L'enjeu en est un d'inquiétude immédiate, soulignent plusieurs experts, point qui n'est, selon eux, pas soulevé dans les documents datant de l'été dernier. Les spécialistes interrogés par La Presse canadienne ont insisté sur la nécessité du gouvernement de faire rapidement face au problème.

«Plusieurs des tendances qui pourraient nous inquiéter quant à la technologie et à l'automatisation, sur le plan des impacts pouvant (être ressentis) chez les travailleurs, se produisent déjà et c'est cela, je crois, la pièce manquante», a fait valoir le directeur des politiques pour le Centre Mowat en gouvernance de l'Université de Toronto, Sunil Johal.

«Les gens projettent (leurs inquiétudes) selon (l'idée) que, dans 10 ans, nous pourrions faire face à une situation difficile, a-t-il poursuivi. La réalité est que plusieurs Canadiens sont déjà mal servis par les politiques gouvernementales quand on parle de formation, d'assurance emploi (et) d'une large gamme de services publics pour soutenir les Canadiens.»

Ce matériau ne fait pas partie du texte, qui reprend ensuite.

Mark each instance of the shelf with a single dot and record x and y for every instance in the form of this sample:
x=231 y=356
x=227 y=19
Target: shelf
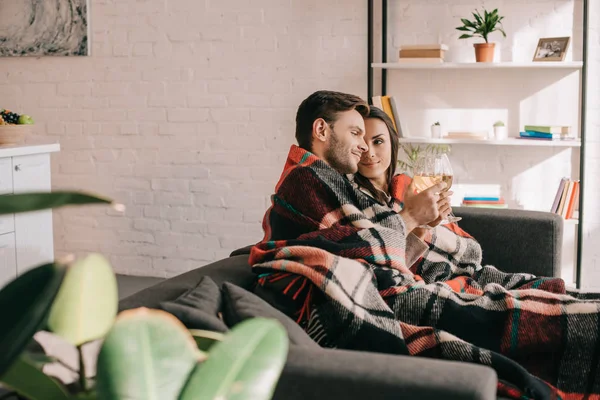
x=474 y=65
x=493 y=142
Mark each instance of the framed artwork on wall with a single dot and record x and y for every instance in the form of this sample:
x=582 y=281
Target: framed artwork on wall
x=44 y=28
x=552 y=49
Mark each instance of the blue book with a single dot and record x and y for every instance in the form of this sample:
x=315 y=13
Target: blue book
x=540 y=135
x=479 y=198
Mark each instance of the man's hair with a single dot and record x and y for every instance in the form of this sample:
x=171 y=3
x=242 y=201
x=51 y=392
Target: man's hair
x=324 y=104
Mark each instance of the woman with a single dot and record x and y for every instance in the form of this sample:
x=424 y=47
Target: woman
x=377 y=169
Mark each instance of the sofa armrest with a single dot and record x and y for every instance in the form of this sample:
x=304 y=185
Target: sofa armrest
x=341 y=374
x=516 y=240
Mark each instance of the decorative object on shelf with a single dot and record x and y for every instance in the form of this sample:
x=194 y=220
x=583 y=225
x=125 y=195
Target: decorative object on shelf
x=14 y=127
x=552 y=49
x=436 y=130
x=422 y=53
x=547 y=132
x=482 y=26
x=44 y=28
x=500 y=130
x=472 y=135
x=413 y=153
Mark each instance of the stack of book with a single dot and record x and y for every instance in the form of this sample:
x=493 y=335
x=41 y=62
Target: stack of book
x=546 y=132
x=484 y=202
x=389 y=105
x=567 y=198
x=422 y=53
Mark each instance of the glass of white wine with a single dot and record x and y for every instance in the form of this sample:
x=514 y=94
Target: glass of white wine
x=431 y=169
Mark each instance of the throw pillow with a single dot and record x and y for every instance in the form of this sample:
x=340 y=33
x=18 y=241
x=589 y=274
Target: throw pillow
x=199 y=307
x=240 y=304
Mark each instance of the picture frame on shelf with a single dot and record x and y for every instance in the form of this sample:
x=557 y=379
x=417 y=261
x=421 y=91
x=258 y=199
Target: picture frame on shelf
x=552 y=49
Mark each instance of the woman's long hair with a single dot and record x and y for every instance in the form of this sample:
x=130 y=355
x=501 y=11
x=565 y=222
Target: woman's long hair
x=375 y=112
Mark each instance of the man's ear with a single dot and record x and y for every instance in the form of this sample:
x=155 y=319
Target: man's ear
x=320 y=130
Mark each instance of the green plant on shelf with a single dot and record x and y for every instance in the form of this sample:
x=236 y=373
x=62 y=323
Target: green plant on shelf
x=482 y=25
x=411 y=153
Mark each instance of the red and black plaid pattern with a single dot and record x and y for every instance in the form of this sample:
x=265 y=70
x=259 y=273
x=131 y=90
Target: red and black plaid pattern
x=333 y=259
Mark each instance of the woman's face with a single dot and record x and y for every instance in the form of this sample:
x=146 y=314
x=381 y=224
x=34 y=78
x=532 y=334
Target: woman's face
x=376 y=161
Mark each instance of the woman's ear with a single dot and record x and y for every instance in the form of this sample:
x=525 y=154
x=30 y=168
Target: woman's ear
x=320 y=130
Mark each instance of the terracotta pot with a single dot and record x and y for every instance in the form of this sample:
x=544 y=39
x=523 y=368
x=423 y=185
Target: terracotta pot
x=484 y=52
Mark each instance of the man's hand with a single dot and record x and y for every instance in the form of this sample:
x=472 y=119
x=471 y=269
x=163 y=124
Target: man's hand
x=421 y=208
x=444 y=208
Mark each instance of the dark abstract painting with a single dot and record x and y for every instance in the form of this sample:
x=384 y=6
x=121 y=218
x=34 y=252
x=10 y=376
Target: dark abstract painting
x=44 y=28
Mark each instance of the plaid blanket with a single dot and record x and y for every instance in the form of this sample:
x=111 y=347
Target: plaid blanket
x=334 y=259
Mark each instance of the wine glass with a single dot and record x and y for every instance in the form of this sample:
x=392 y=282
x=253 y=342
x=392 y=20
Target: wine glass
x=431 y=169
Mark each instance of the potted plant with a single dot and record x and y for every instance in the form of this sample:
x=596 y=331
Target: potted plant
x=500 y=131
x=436 y=130
x=482 y=26
x=409 y=155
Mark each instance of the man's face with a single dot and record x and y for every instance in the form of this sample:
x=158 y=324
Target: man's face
x=346 y=142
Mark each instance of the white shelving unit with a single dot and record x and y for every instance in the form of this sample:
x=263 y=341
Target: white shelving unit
x=493 y=142
x=574 y=65
x=537 y=74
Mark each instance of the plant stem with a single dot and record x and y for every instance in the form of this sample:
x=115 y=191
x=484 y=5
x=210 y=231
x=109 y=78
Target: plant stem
x=82 y=377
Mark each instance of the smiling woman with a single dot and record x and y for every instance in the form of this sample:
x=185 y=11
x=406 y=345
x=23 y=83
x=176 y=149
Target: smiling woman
x=44 y=27
x=376 y=169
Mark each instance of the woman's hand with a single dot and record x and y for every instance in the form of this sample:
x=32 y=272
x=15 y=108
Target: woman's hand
x=444 y=208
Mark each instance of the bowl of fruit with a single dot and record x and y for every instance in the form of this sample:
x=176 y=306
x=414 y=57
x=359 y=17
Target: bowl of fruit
x=14 y=127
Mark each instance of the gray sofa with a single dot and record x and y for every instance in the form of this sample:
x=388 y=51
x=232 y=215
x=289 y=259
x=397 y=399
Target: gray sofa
x=512 y=240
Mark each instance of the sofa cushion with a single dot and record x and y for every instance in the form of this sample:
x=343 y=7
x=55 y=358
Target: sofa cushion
x=231 y=269
x=240 y=304
x=198 y=308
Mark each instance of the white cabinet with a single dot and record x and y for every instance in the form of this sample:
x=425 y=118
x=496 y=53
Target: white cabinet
x=26 y=239
x=33 y=230
x=8 y=259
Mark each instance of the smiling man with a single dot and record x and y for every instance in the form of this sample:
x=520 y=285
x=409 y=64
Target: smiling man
x=331 y=126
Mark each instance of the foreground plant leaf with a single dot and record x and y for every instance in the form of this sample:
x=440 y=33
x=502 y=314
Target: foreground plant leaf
x=87 y=303
x=25 y=202
x=147 y=355
x=26 y=379
x=25 y=303
x=245 y=365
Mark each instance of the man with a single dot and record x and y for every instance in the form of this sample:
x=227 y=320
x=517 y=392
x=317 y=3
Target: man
x=335 y=260
x=331 y=126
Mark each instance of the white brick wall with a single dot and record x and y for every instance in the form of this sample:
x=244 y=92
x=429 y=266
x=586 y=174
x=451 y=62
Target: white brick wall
x=185 y=112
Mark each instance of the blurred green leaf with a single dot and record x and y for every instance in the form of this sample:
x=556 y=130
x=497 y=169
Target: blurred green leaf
x=87 y=303
x=30 y=382
x=206 y=339
x=147 y=355
x=25 y=202
x=245 y=365
x=25 y=303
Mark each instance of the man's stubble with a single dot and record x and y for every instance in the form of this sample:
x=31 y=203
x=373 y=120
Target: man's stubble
x=339 y=157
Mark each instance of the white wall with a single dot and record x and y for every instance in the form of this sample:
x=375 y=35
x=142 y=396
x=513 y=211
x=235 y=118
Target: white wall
x=185 y=112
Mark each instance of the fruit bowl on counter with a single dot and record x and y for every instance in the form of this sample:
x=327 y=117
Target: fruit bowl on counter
x=14 y=127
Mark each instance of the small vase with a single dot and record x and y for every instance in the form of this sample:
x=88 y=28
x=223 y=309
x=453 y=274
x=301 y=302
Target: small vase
x=484 y=52
x=436 y=131
x=500 y=132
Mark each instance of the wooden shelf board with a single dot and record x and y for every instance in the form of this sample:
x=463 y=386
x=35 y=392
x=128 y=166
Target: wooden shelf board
x=492 y=142
x=575 y=65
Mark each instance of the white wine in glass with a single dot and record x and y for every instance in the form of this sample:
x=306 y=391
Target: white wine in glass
x=431 y=170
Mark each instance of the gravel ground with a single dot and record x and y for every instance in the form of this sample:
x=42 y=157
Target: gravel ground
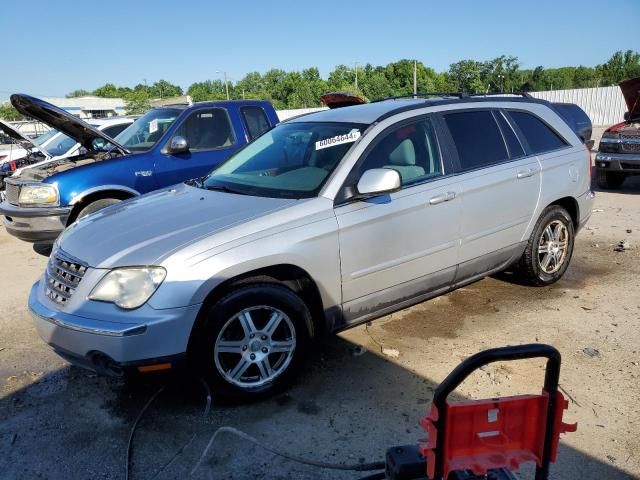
x=363 y=391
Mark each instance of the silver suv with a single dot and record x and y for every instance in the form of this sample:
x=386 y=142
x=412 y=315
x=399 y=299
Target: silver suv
x=327 y=221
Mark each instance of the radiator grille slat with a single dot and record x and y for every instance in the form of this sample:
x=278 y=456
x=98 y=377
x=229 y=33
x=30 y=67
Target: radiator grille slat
x=63 y=275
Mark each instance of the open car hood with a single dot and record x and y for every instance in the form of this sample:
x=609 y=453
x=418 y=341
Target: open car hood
x=631 y=93
x=18 y=137
x=341 y=99
x=62 y=121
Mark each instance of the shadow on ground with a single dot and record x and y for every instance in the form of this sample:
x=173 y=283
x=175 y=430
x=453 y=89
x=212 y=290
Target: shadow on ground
x=348 y=407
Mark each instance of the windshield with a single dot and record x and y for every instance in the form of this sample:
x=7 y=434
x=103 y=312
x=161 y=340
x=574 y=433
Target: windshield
x=143 y=134
x=59 y=144
x=293 y=160
x=45 y=136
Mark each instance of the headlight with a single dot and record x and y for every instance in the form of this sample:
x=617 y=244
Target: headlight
x=129 y=287
x=38 y=194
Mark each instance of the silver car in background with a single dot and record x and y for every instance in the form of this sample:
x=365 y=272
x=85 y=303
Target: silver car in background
x=327 y=221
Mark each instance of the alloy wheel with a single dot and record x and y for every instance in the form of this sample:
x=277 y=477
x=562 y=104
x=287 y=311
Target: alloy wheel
x=552 y=247
x=255 y=346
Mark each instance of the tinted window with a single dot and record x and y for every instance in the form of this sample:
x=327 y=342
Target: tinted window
x=477 y=139
x=207 y=129
x=515 y=149
x=410 y=149
x=292 y=160
x=255 y=120
x=115 y=130
x=538 y=135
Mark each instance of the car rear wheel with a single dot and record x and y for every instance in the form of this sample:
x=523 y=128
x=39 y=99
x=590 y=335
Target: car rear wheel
x=609 y=180
x=97 y=205
x=549 y=249
x=253 y=340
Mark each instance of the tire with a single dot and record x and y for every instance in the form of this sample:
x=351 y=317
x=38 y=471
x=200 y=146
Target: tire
x=609 y=180
x=236 y=354
x=539 y=268
x=97 y=205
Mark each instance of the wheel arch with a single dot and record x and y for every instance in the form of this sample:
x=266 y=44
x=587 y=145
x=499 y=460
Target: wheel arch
x=570 y=204
x=85 y=198
x=288 y=275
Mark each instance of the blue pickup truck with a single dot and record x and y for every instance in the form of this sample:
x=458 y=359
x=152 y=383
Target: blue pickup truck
x=167 y=145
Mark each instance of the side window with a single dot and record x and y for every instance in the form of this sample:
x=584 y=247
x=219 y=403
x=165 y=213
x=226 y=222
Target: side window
x=477 y=139
x=115 y=130
x=540 y=137
x=410 y=149
x=515 y=149
x=207 y=129
x=255 y=120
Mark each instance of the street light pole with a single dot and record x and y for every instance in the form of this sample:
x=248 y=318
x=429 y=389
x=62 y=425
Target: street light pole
x=355 y=64
x=226 y=85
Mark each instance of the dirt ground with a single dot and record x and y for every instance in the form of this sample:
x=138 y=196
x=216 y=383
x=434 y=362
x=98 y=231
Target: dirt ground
x=361 y=392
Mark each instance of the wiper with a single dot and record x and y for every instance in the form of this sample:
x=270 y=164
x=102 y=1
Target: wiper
x=224 y=188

L'économie canadienne pourrait perdre entre 1,5 et 7,5 millions d'emplois dans les prochaines années en raison de l'automatisation, les estimations variant en fonction de la méthodologie employée.

Les emplois qui se retrouvent les plus menacés sont ceux qui comportent des tâches répétitives tels que ceux impliqués dans une chaîne de montage. Or, des travailleurs hautement qualifiés, comme des conseillers financiers, ne seraient pas à l'abri, certains étant déjà remplacés par des programmes informatiques.

Les journalistes pourraient être de plus en plus délogés par des robots, note par ailleurs le document porté à l'attention des responsables du ministère de l'Emploi.

Une source du secteur privé bien au fait du dossier a affirmé à La Presse canadienne que les hauts responsables du gouvernement reconnaissent qu'ils doivent faire face au problème de l'automatisation, mais qu'ils croient que la création potentielle de nouveaux emplois pourrait permettre de garder les Canadiens actifs sur le marché du travail.

Le document obtenu par La Presse canadienne en vertu de la Loi sur l'accès à l'information mentionne d'ailleurs la création future de nouveaux emplois, soutenant que cette mesure répond à la façon dont l'économie fonctionne.

Si la technologue élimine des emplois, elle en crée d'autres, fait-on valoir. Le bémol est que personne ne sait si les nouveaux emplois suffiront à compenser pour les postes relayés aux oubliettes par l'automatisation ni si ceux-ci seront aussi bien rémunérés, ajoute-t-on.

Des éléments contenus dans le document ont toutefois été caviardés parce qu'ils contenaient des informations sensibles au sujet de possibles orientations de politiques futures.

Le gouvernement fédéral a signalé son intention de faire des services de formation un point d'axe du budget qui sera annoncé mercredi. Une fois que la contribution que le fédéral prévoit à ce chapitre sera connue, les négociations avec les provinces et les territoires en vue d'ententes de financement alloué au développement du marché du travail pourront être finalisées.

«Les économies et les pays ayant du succès sont ceux qui peuvent s'adapter et c'est pourquoi le développement des aptitudes est si important», a de son côté soutenu la ministre de l'Emploi, du Développement de la main d'oeuvre et du Travail, Patty Hajdu.